Yesterday, there was no such worry that they were overstepping their bounds or (as Scalia would write about DOMA) that the Court would "create a system in which Congress can hale the Executive before the courts not only to vindicate its own institutional powers to act, but to correct a perceived inadequacy in the execution of its laws." But somehow there was "no valid reason to insulate the coverage formula from review" at the hands of nine justices. Hence no more Section 4 of the VRA.

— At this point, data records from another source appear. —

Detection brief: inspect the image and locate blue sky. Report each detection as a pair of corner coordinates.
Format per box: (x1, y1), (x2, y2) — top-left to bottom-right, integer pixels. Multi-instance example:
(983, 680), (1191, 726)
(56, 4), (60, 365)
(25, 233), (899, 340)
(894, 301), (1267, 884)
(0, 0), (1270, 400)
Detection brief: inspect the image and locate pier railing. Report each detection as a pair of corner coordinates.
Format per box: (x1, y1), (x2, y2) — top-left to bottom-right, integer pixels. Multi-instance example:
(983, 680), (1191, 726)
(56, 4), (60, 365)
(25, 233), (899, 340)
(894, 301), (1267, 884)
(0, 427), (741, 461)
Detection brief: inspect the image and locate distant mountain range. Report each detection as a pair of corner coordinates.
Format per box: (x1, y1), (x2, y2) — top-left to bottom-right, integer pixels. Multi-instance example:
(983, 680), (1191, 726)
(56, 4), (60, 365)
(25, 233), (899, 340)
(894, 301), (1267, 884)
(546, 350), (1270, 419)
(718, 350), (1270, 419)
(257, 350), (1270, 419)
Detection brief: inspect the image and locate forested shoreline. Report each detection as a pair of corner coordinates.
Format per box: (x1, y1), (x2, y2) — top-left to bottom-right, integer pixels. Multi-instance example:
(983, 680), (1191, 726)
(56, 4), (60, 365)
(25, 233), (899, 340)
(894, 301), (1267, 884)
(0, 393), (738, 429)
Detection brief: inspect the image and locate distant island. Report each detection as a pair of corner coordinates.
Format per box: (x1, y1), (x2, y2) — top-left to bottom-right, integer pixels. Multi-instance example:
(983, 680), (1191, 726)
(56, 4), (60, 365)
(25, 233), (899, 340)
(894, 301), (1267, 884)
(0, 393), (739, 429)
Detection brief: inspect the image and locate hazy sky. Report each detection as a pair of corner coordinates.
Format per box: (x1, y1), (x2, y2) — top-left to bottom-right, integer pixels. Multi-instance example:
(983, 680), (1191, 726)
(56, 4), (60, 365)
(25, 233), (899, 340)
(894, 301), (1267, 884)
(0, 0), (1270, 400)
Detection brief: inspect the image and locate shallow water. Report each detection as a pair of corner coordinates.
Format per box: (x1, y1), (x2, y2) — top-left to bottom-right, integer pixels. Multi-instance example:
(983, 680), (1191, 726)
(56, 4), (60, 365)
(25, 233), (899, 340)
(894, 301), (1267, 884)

This image of the Court would have been unrecognizable to those who wrote and ratified our national charter.
Our country has changed, and while any racial discrimination in voting is too much, Congress must ensure that the legislation it passes to remedy that problem speaks tocurrent conditions.
The “judicial Power” is not, as the majority believes, the power “‘to say what the law is,’” ... giving the Supreme Court the “primary role in determining the constitutionality of laws.”
As we put it a short time ago, “the Act imposes current burdens and must be justified by current needs.”
I think that this Court has, and the Court of Appeals had, no power to decide this suit. ...declaring the compatibility of state or federal laws with the Constitution is not only not the “primary role” of this Court, it is not a separate, free-standing role at all.
[Congress's] failure to act leaves us today with no choice but to declare §4(b) unconstitutional.
So it seems what's good for one law isn't necessarily good for the other. Now that's some argle-bargle.